Um projeto que começou tímido no Brasil em meados de 1994 e criou muita polêmica, especialmente por promover a troca de seringas usadas por novas entre usuários de drogas injetáveis, é considerado hoje um exemplo mundial de luta contra a epidemia de HIV/Aids e está sendo exportado para o Cone Sul, por intermédio da ONU."Quando começamos o programa de redução de danos encontramos inúmeras dificuldades. A própria legislação na época, dizendo que qualquer apoio à atividade do uso de drogas era crime, limitava nosso trabalho", disse Rose Munhoz, responsável pela unidade de cooperação externa da Coordenação Nacional DST/Aids.

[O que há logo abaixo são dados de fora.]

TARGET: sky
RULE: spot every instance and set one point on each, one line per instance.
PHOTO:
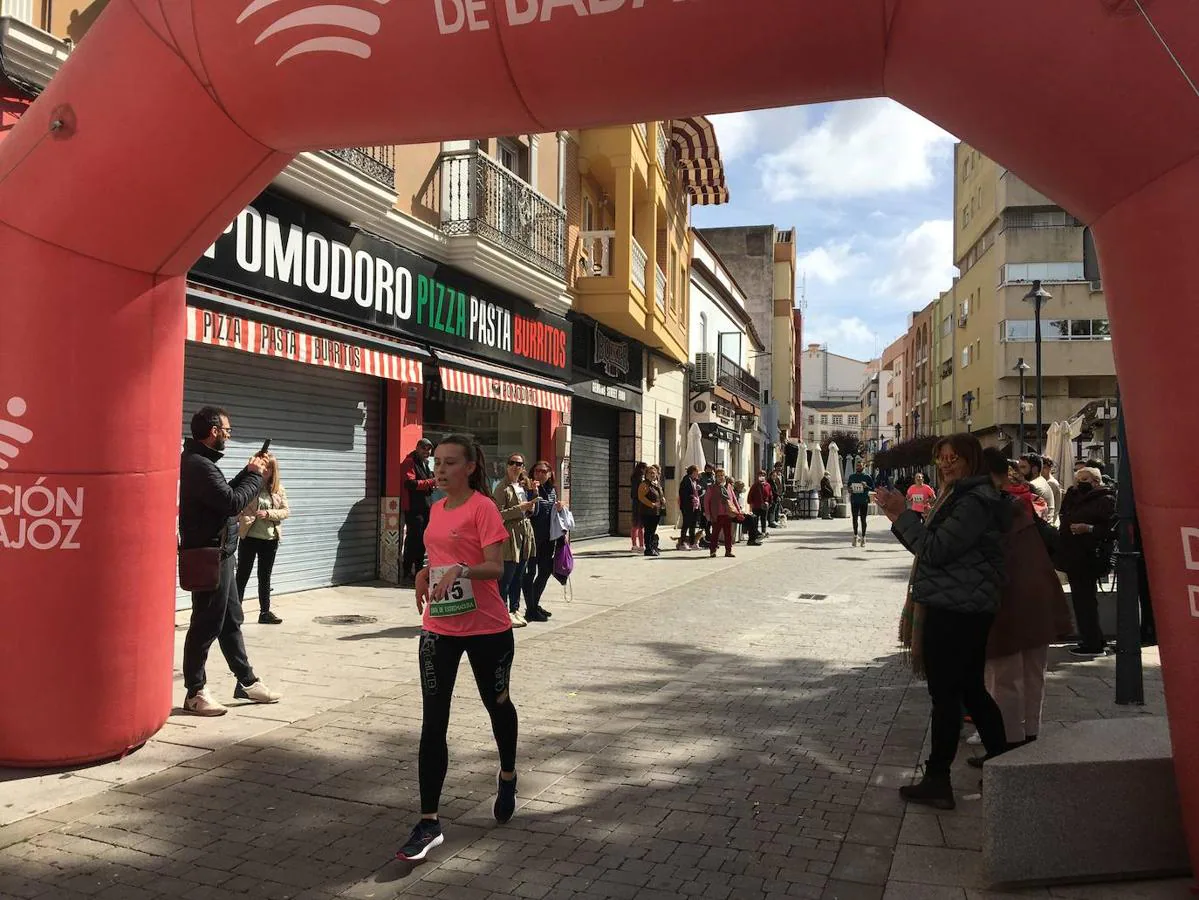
(868, 186)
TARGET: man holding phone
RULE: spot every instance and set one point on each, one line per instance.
(208, 517)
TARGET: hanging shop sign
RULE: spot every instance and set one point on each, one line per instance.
(296, 255)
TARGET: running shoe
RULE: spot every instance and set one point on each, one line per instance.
(505, 799)
(425, 837)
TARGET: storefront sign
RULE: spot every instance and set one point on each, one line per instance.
(282, 249)
(607, 354)
(205, 326)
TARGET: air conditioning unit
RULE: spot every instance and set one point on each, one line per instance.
(705, 369)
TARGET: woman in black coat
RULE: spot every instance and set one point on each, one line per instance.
(1086, 527)
(957, 578)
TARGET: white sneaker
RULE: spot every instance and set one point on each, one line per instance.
(204, 705)
(257, 693)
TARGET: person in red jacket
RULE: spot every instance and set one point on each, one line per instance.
(416, 484)
(761, 497)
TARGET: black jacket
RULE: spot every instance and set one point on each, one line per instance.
(208, 502)
(959, 553)
(1085, 554)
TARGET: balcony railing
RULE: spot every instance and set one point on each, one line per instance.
(483, 198)
(640, 260)
(595, 253)
(737, 380)
(378, 163)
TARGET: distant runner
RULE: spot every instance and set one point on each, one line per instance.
(920, 496)
(860, 485)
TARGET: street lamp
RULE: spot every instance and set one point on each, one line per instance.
(1022, 367)
(1037, 296)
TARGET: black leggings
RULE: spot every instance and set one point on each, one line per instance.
(264, 551)
(955, 658)
(490, 660)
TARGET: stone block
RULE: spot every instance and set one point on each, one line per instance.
(1090, 802)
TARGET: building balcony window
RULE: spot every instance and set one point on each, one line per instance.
(737, 380)
(595, 253)
(660, 288)
(482, 198)
(377, 163)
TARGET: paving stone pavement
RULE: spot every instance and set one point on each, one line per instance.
(688, 728)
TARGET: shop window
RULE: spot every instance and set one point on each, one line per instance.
(500, 428)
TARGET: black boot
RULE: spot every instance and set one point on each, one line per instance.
(933, 791)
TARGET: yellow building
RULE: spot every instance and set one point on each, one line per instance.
(634, 245)
(1007, 235)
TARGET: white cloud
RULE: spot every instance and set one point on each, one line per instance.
(847, 336)
(736, 133)
(860, 149)
(830, 263)
(921, 264)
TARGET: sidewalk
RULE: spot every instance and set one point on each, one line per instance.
(690, 728)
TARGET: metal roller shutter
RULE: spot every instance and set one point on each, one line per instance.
(324, 428)
(594, 487)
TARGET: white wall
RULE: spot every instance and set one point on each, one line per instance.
(844, 375)
(664, 398)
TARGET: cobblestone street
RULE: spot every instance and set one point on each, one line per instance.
(688, 728)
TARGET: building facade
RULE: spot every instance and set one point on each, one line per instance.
(761, 258)
(725, 350)
(1006, 236)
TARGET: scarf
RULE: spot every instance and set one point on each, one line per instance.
(911, 620)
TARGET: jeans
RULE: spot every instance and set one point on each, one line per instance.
(650, 526)
(216, 616)
(690, 525)
(722, 526)
(1084, 597)
(511, 583)
(264, 551)
(538, 572)
(955, 662)
(414, 541)
(490, 660)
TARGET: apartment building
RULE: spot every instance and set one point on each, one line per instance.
(1007, 235)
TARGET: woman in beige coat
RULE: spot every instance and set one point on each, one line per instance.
(516, 501)
(259, 526)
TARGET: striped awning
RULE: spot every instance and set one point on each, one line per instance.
(699, 161)
(490, 387)
(236, 332)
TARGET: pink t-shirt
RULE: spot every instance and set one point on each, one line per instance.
(920, 496)
(457, 536)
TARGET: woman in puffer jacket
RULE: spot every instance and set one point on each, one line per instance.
(957, 577)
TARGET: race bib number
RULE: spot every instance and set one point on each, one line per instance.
(459, 598)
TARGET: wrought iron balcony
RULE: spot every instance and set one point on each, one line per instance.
(480, 197)
(737, 380)
(378, 163)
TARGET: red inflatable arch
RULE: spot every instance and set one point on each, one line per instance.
(173, 114)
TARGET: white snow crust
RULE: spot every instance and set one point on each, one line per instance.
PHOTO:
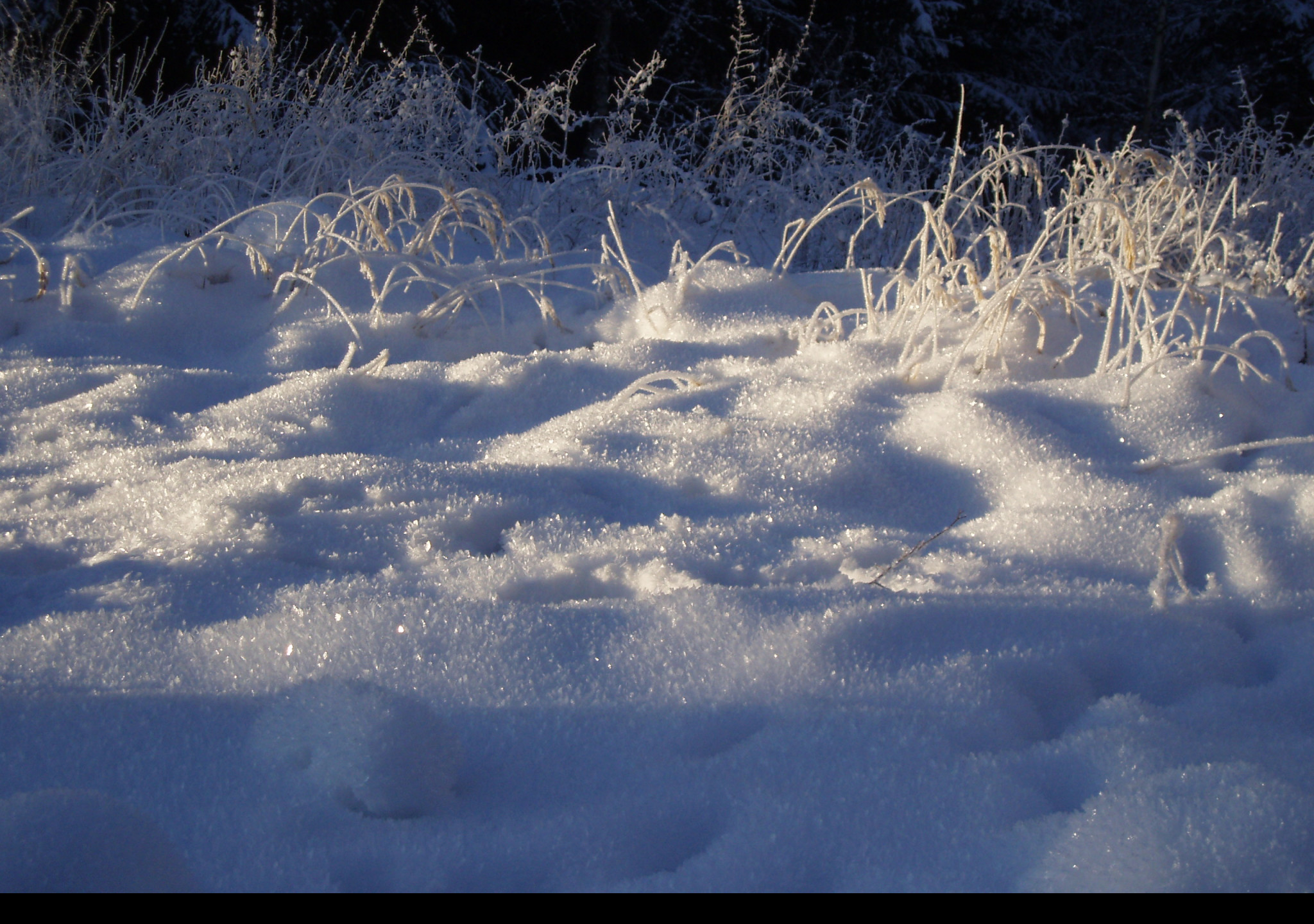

Usando aconselhamento, recomendando serviços de saúde para testar o HIV e trocando seringas, os técnicos do Ministério da Saúde infiltraram-se entre os usuários de drogas injetáveis e conseguiram reduzir de 24, em 1994, para 12 por cento, em 2002, a proporção de pertencentes a esse grupo no total de infectados pelo HIV. Os resultados chamaram a atenção global.
"O desafio no Cone Sul (Argentina, Uruguai, Paraguai e Chile), onde o projeto será aplicado, é ainda maior", diz Giovanni Quaglia, representante no Brasil do Escritório das Nações Unidas contra Drogas e Crime (ODC). "Na Argentina, Uruguai, Paraguai e Chile a taxa de usuários infectados ronda os 40 por cento (de todos os portadores de HIV) e o apoio do governo ao combate da Aids é bastante fraco."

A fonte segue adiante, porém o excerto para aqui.